For some months now there have been large holdings of aluminum warrants, which are a claim to metal stored in warehouses approved by the LME. Currently there is a dominant position holding 50-79% of warrants.
One consequence of this is the premium for the cash contract over the benchmark three-month future. It rose to around $23 a tonne in December, the highest since late 2014.
Reuters reveals the following details of large open interest holdings since April 2014 gathered from industry sources.
One company held 20-29 percent of open interest on February 10, between 403,000 and 584,000 tonnes. Prices on that day value the holding at $596-$864 million. A $5 contango for the February vs March contract became a backwardation of $8 on Feb. 15, 2 days before expiry.

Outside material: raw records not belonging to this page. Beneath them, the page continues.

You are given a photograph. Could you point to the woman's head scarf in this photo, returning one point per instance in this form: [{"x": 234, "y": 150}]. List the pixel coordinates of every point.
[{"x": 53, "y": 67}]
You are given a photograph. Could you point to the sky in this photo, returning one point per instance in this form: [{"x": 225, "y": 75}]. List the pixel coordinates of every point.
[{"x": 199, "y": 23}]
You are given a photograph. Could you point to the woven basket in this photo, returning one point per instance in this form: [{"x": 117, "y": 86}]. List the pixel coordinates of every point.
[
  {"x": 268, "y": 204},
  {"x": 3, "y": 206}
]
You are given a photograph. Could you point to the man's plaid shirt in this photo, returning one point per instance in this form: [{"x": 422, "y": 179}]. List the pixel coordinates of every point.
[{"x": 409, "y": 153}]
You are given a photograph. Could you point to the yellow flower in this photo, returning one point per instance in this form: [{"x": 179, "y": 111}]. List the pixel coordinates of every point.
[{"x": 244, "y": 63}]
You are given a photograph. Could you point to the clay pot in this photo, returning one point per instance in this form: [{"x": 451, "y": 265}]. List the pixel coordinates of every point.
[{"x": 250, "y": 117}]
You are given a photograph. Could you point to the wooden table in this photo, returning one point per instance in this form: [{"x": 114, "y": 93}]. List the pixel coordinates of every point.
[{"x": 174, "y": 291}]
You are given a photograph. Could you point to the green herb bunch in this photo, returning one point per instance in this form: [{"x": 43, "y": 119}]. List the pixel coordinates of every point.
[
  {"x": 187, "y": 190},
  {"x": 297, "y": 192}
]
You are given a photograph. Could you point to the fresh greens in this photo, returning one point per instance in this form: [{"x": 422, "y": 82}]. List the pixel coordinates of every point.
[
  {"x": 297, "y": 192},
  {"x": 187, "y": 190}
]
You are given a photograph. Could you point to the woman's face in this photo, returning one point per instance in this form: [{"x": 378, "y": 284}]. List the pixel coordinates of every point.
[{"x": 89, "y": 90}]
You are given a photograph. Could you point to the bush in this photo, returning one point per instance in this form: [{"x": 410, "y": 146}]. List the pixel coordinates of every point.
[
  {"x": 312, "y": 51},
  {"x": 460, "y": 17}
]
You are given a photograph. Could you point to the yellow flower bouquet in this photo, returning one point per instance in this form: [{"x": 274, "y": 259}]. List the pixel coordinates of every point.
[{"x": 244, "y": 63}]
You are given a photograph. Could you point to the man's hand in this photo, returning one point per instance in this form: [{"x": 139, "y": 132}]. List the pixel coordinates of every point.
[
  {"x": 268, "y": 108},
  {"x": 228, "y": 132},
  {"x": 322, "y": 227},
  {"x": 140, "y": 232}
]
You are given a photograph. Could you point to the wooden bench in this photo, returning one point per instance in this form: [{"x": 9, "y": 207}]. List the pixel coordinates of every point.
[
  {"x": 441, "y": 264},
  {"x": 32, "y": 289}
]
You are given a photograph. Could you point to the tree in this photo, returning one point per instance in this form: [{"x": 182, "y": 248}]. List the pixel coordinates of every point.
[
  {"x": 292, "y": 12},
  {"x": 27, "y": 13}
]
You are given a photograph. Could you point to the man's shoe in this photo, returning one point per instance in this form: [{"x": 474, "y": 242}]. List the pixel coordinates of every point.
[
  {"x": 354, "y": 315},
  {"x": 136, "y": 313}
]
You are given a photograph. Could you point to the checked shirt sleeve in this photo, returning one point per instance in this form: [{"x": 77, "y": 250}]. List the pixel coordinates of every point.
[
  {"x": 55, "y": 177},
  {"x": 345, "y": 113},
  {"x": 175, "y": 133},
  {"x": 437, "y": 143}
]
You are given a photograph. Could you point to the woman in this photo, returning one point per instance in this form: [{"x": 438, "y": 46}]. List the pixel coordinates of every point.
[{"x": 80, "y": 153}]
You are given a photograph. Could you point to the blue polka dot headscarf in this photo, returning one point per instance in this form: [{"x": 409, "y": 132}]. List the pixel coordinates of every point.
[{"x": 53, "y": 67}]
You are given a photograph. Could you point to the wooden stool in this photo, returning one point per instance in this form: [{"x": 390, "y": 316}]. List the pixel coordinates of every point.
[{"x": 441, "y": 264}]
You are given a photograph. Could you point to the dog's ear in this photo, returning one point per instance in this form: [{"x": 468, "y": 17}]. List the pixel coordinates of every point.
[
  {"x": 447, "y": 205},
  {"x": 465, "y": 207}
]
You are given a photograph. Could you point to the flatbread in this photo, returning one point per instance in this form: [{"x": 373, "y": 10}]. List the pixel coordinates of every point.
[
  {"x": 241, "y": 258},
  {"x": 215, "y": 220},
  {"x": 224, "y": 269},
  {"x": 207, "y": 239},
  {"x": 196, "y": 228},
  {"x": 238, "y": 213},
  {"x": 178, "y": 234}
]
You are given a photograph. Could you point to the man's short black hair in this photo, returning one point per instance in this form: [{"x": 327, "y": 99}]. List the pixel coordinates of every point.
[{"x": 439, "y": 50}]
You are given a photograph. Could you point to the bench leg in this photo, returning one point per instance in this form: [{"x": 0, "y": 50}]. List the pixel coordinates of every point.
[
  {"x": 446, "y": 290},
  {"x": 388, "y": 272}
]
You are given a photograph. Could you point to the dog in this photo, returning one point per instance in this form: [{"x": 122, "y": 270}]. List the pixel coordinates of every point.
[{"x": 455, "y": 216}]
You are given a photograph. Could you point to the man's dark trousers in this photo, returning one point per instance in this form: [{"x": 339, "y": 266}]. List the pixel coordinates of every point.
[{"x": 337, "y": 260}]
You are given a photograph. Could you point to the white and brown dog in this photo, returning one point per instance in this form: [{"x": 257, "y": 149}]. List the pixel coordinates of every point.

One company held 20-29 percent of open interest on Jan. 18, between 238,000 and 346,000 tonnes or $350-$508 million. A $5 contango for the January versus February contract turned into a $8 backwardation on Jan. 19, one day before expiry.
One company held 20-29 percent of open interest on December 14, between 230,000 and 333,000 tonnes or $352-$493 million. A $7 discount for the December versus the January contract became a $31 a tonne premium on Dec. 15, one day before expiry.

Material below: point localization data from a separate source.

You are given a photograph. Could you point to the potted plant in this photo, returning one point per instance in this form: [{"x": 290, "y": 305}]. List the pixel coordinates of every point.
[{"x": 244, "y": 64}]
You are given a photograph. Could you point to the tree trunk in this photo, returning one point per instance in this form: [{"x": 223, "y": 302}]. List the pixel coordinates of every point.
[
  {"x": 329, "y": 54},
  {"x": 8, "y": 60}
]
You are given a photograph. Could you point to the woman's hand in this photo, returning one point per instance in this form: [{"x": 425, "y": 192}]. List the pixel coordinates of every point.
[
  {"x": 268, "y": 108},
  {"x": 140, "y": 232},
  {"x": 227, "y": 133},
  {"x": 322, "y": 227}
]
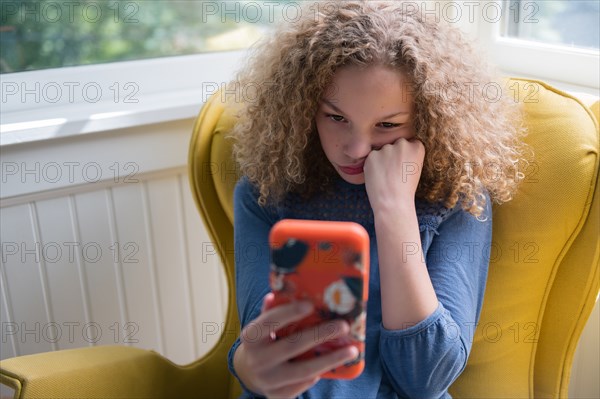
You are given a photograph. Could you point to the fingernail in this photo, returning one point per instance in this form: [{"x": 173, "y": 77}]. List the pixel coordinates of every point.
[
  {"x": 305, "y": 307},
  {"x": 353, "y": 352}
]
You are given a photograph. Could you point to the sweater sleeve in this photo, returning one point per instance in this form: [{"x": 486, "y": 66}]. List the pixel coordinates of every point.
[
  {"x": 423, "y": 360},
  {"x": 252, "y": 224}
]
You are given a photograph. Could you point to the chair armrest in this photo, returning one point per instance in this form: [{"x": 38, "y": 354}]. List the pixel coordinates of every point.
[{"x": 103, "y": 371}]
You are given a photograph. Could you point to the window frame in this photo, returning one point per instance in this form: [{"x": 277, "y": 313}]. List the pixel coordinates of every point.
[
  {"x": 547, "y": 62},
  {"x": 174, "y": 88},
  {"x": 159, "y": 90}
]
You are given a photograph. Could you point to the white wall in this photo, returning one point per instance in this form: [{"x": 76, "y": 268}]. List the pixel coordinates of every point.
[{"x": 102, "y": 244}]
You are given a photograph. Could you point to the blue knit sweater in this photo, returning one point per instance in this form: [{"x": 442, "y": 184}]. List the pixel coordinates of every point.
[{"x": 420, "y": 361}]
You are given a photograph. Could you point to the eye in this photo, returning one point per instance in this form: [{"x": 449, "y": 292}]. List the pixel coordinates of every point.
[
  {"x": 335, "y": 118},
  {"x": 388, "y": 125}
]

One company held 30-39 percent of open interest on April 8, between 748,000 and 972,000 tonnes or $1.3-$1.7 billion. A $5 discount for the April versus the May contract turned into a $22 backwardation on April 13, two days before expiry
One company held more than 40 percent of open interest on Nov. 11, more than 1.223 million tonnes or a minimum of $2.5 billion. A $10 contango for the November versus the December contract became a $21 premium on Nov. 18, one day before expiry.

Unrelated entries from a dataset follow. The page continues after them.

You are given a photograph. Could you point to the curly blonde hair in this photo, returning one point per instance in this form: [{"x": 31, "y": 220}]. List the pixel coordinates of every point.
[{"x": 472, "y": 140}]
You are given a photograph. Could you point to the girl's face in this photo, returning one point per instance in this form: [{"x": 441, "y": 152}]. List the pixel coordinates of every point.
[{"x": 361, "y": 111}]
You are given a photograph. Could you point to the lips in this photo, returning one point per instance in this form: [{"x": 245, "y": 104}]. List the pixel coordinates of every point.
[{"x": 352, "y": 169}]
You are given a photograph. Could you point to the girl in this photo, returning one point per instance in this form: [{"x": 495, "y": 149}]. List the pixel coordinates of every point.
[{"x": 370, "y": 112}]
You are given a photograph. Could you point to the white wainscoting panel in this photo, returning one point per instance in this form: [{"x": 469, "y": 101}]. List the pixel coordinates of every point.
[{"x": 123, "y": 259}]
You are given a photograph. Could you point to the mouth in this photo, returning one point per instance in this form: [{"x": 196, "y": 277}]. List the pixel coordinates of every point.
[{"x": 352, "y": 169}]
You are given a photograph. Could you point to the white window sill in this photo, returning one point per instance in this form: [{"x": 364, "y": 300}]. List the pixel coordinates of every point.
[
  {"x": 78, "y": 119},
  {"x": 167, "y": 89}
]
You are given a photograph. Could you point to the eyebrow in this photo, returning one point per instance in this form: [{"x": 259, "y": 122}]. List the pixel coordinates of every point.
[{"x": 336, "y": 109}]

One company held 20-29 percent of open interest from Aug. 18, between 224,000-325,000 tonnes or $450-$650 million. A $10 discount for the August vs the September contract became a $16 premium on Aug. 18, two days before expiry.
One company held more than 40 percent of the open interest on April 9, more than 920,000 tonnes of metal or $1.7 billion. A $15 discount for the April versus the May contract became a premium of $14 a tonne on April 15, the day before expiry.
As a result, we now know that JPM has not only cornered the aluminum market as of this moment – something that very likely will go on indefinitely – but the said cornering had lead to the above mentioned “price anomalies.” What is surprising is that according to the CFTC, the LME and various regional regulators this is perfectly normal behaviour, and likely happens every day as big banks are given a green light to do whatever they want with any one product.
We wonder if whether having had the above information at hand, U.S. District Judge Katherine B. Forrest would have dismissed the LME, JPMorgan, Goldman Sachs, Glencore and others from recent multidistrict litigation accusing them of manipulating aluminum prices.
If nothing else, at least today’s disclosure of aluminum manipulation answers the implicit question in our post from two months ago, in which we reported that “Someone Is Trying To Corner The Copper Market” on the LME, where the described pricing “anomaly” was virtually a carbon copy of what is taking place with aluminum on the LME.
We now have a pretty good idea of the “who”, and we wonder if that same “who” has also managed to corner by comparable means or otherwise, any other commodity markets, including certain precious metals.